Papa São Pio I na fachada da Catedral de Notre-Dame de Paris

No dia 11 deste mês (julho), celebra-se a festa de São Pio I, Papa e mártir do século II. Sobre ele encontramos alguns interessantes dados biográficos, extraídos da obra Vie des Saints, do Padre J. E. Darras. Narra-nos este:

São Pio I nasceu na cidade de Aquiléia [Itália], e sucedeu a Santo Higino na Sé Apostólica. Foi amigo de São Policarpo e São Justino, o Apologista, lutando com eles contra a heresia gnóstica que assolava a Igreja. Fez um especial decreto para que o sacerdote, ao celebrar, cuidasse das espécies sagradas. Por exemplo, se por negligência deixasse cair uma gota do sangue de Nosso Senhor, deveria penitenciar-se por quarenta dias. Se o sangue caísse sobre o altar, e não no solo, a penitência seria somente de três, quatro ou nove dias, conforme a quantidade derramada. Prescreveu o máximo respeito ao vinho e ao pão consagrados, exigindo que neles não se permitisse a mínima profanação. Testemunhava assim a grande fé da Igreja na presença real de Nosso Senhor na Eucaristia.

Consagrou ainda a igreja de Santa Pudenciana, no palácio onde São Pedro e São Paulo haviam trabalhado.

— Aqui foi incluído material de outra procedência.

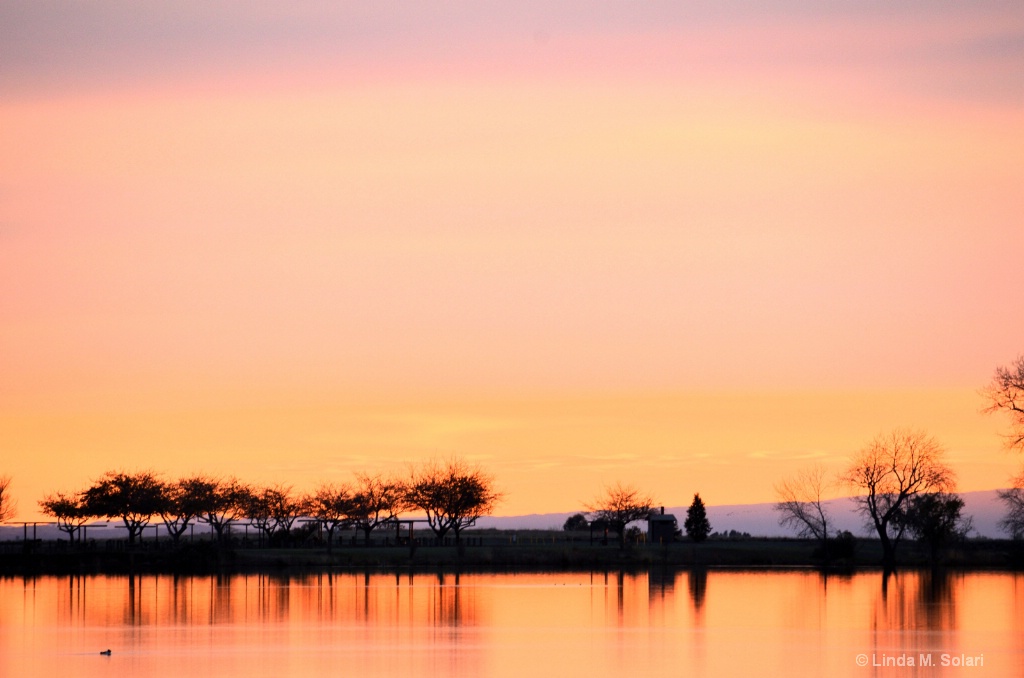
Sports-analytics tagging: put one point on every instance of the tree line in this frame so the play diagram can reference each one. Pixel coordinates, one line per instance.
(452, 494)
(620, 505)
(904, 486)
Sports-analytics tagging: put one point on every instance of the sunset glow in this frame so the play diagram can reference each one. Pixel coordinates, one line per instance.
(689, 249)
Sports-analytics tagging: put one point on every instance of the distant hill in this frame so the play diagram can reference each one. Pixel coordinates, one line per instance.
(757, 519)
(762, 520)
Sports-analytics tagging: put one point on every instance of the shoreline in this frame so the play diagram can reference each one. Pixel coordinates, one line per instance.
(493, 553)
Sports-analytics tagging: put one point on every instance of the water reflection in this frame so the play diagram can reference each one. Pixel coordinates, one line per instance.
(715, 623)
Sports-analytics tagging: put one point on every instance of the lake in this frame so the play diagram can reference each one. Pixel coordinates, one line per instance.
(718, 623)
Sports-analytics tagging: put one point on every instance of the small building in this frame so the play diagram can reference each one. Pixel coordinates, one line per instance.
(662, 528)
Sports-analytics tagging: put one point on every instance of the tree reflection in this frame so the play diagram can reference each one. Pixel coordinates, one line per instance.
(697, 581)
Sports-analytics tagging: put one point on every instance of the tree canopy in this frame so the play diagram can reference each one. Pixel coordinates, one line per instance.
(453, 494)
(888, 472)
(619, 506)
(801, 504)
(1006, 393)
(696, 523)
(134, 498)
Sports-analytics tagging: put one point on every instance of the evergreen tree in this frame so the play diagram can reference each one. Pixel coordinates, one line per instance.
(696, 523)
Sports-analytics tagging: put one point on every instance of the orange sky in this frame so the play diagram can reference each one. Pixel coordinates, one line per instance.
(688, 248)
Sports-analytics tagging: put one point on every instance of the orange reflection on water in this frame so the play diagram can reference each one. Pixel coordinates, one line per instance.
(603, 624)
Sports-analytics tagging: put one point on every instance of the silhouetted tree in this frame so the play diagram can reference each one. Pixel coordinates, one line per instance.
(453, 494)
(801, 504)
(331, 505)
(1006, 393)
(182, 502)
(284, 508)
(134, 498)
(696, 524)
(7, 505)
(889, 471)
(376, 500)
(577, 522)
(68, 510)
(935, 519)
(620, 506)
(259, 513)
(1013, 499)
(223, 502)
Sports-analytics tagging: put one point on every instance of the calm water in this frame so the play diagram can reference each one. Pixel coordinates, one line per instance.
(717, 624)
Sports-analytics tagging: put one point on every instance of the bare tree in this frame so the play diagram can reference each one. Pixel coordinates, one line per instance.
(620, 506)
(271, 510)
(889, 471)
(7, 505)
(134, 498)
(801, 504)
(1013, 522)
(1006, 393)
(68, 510)
(376, 500)
(936, 519)
(331, 505)
(182, 503)
(222, 501)
(453, 494)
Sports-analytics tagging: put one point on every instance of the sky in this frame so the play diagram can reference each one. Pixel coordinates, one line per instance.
(691, 247)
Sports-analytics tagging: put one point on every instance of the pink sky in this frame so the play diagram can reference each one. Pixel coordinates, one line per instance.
(617, 242)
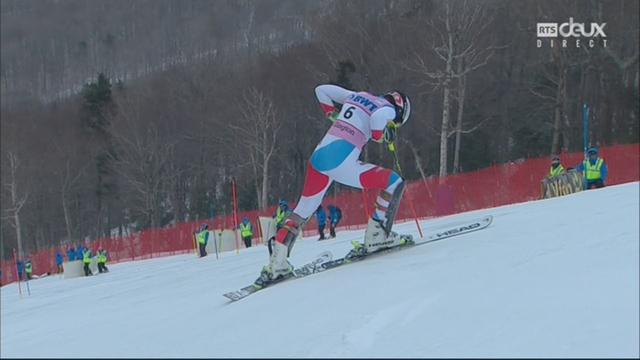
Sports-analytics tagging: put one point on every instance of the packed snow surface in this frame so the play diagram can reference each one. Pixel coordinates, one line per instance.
(550, 278)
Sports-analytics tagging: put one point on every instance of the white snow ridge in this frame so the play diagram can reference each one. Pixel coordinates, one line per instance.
(551, 278)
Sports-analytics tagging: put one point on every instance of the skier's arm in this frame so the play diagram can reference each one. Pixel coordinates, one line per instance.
(328, 94)
(379, 120)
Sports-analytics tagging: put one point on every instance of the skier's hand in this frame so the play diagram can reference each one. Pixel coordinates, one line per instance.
(333, 116)
(389, 135)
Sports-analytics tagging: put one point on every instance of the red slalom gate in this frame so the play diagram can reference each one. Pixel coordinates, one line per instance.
(502, 184)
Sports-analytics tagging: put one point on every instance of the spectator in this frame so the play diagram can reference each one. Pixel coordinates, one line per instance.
(86, 260)
(246, 232)
(203, 238)
(59, 261)
(556, 167)
(594, 169)
(80, 252)
(335, 215)
(102, 261)
(71, 254)
(321, 217)
(28, 269)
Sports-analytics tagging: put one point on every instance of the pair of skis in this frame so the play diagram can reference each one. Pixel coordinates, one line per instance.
(325, 260)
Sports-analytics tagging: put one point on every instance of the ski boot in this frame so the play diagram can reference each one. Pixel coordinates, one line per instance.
(376, 239)
(279, 267)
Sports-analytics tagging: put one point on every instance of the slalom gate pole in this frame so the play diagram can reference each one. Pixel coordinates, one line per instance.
(259, 227)
(365, 201)
(15, 262)
(215, 242)
(585, 129)
(195, 244)
(235, 215)
(28, 288)
(394, 150)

Depois de ter governado a Igreja por nove anos, São Pio I foi martirizado sob o Imperador Marco Aurélio.

Nas catacumbas, um perfeito trabalho de estruturação

Trata-se, portanto, de um papa que exerceu suas funções ainda no período das perseguições, e em pleno apuro que cercava os católicos fez este trabalho admirável — ao qual muitos papas estiveram associados — de organização interna da Igreja.

A epopeia de São Pio I nos leva, assim, a considerar um fato muito importante e talvez pouco apreciado, que é o seguinte. Durante o período catacumbal a Igreja se viu perseguida, pisada, calcada aos pés, deitando sangue por todas as vertentes e por todos os poros. Quando Constantino a liberta, ela sai das catacumbas e passa a viver à luz do dia, apresentando desde logo uma organização perfeita e acabada. Possui uma hierarquia estruturada, um direito próprio, uma liturgia definida, um depósito estabelecido de doutrina, etc.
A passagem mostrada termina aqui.